When systems respond to suffering with services rather than shaming, regret becomes less likely to calcify into long-term damage.
FAQ
Q: How common is regretting parenthood? A: Estimates vary, but surveys and qualitative research show that a measurable minority of parents experience regret or significant ambivalence at some point. Anonymous online forums receive substantial traffic, suggesting many parents seek private spaces to voice doubts. Regret is not the norm but it is also not vanishingly rare.
Q: Is regret the same as postpartum depression? A: No. Postpartum depression is a clinical diagnosis characterized by persistent low mood, loss of interest, and functional impairment. Regret about having children can be a symptom of mood disorders, but it can also reflect mismatch between personal desires and life circumstances, unresolved trauma, or exhausted capacity. Proper clinical evaluation is crucial.
Q: Will telling my child I regret having them hurt them? A: Children are resilient when adults are responsible in how they communicate. Simple honesty about struggles, expressed without blaming the child and paired with consistent caregiving, is far less damaging than secrecy and shame. Many parents work with therapists to find age-appropriate ways to explain family changes.
Q: What immediate steps should someone take if they regret having children? A: First, seek a clinical evaluation for depression, anxiety, or trauma. Second, build a small, reliable support network—paid childcare, friends, family, or local services—that buys time. Third, discuss workload and caregiving roles with your partner; consider couples therapy. Fourth, if separation is being considered, consult legal and therapeutic professionals for thoughtful planning.
Q: Can relationships survive when one parent regrets having children? A: Yes, sometimes. Honest communication, couples counseling, reconfiguration of responsibilities, and external supports can restore equilibrium. In other cases, separation may be the healthiest option for both partners and the child. Decisions should be made with professional guidance and a focus on minimizing harm.
Q: What can employers do to reduce parental regret? A: Employers can offer paid parental leave for both parents, flexible scheduling, remote work options, re-entry or retraining programs, and employer-supported childcare. These measures reduce the career penalties that often push parents into untenable trade-offs between work and family.

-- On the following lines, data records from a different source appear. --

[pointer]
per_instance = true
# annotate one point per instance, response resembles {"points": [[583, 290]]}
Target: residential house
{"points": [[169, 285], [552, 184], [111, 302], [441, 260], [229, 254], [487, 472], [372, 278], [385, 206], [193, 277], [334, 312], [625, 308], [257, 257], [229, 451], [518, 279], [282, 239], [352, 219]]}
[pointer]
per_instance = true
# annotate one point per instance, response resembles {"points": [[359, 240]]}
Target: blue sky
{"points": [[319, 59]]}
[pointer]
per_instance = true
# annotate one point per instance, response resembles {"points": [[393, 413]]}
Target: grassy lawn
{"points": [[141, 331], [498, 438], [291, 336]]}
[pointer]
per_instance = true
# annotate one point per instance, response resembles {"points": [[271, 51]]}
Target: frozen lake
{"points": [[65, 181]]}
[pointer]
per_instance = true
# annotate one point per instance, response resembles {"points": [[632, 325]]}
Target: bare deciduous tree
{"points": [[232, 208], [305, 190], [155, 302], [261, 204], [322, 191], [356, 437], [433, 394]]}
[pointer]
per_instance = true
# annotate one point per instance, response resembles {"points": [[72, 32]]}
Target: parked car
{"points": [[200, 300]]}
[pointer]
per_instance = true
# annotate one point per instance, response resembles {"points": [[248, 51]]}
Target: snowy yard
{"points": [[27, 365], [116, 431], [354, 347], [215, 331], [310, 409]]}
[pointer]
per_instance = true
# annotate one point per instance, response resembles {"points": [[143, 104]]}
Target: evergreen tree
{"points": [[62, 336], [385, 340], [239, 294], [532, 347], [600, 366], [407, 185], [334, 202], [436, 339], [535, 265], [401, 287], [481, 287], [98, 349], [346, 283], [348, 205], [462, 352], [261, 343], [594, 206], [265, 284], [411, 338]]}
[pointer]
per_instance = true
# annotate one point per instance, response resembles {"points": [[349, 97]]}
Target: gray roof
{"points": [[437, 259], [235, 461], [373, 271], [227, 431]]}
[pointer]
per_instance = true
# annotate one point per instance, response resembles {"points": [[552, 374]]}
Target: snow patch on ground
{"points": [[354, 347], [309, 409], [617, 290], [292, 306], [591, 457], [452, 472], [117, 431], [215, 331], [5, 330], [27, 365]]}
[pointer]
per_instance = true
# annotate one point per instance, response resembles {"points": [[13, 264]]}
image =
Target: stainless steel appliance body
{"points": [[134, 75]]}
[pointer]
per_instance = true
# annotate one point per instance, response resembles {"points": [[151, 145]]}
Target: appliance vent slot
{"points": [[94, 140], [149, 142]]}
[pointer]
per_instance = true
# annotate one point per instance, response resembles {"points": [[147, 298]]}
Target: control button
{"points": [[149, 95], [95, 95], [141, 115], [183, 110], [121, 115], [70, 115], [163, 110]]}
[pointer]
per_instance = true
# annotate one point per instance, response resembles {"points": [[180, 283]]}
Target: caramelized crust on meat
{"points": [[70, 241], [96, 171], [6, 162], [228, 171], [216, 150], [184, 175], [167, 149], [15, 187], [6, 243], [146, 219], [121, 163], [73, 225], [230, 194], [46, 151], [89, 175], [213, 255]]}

Q: What role should clinicians play? A: Clinicians must listen without judgment, screen for perinatal mood and anxiety disorders, provide or refer parents to timely treatment, and coordinate with social services. Obstetric care should include trauma-informed practices that acknowledge the emotional impact of complicated births.
Q: Are there resources specifically for parents who regret having children? A: Peer-support groups, moderated forums, and perinatal mental-health clinics are helpful. Anonymous online communities can offer immediate validation, but pairing those with professional resources (psychiatry, therapy, legal counseling) provides the most durable support.
Q: Does admitting regret make someone a bad parent? A: No. Admitting regret is a sign of self-awareness. Parents who seek help and restructure their lives are acting responsibly. Children benefit when adults address suffering rather than hiding it.
Q: What should policymakers prioritize? A: Expand paid parental leave for both parents, substantially invest in affordable childcare, integrate perinatal mental-health services into primary and obstetric care, and support workforce policies that preserve career progression for caregivers.
Acknowledging that parenthood can include regret without moral condemnation is a necessary step toward healthier families. The accounts above are not pleas for condemnation or absolution; they are calls for systems that prevent needless suffering and support parents whose lived realities do not match the promises they were given. When care, policy, and social norms align to address the material and emotional burdens of parenting, fewer lives will be reshaped by regret.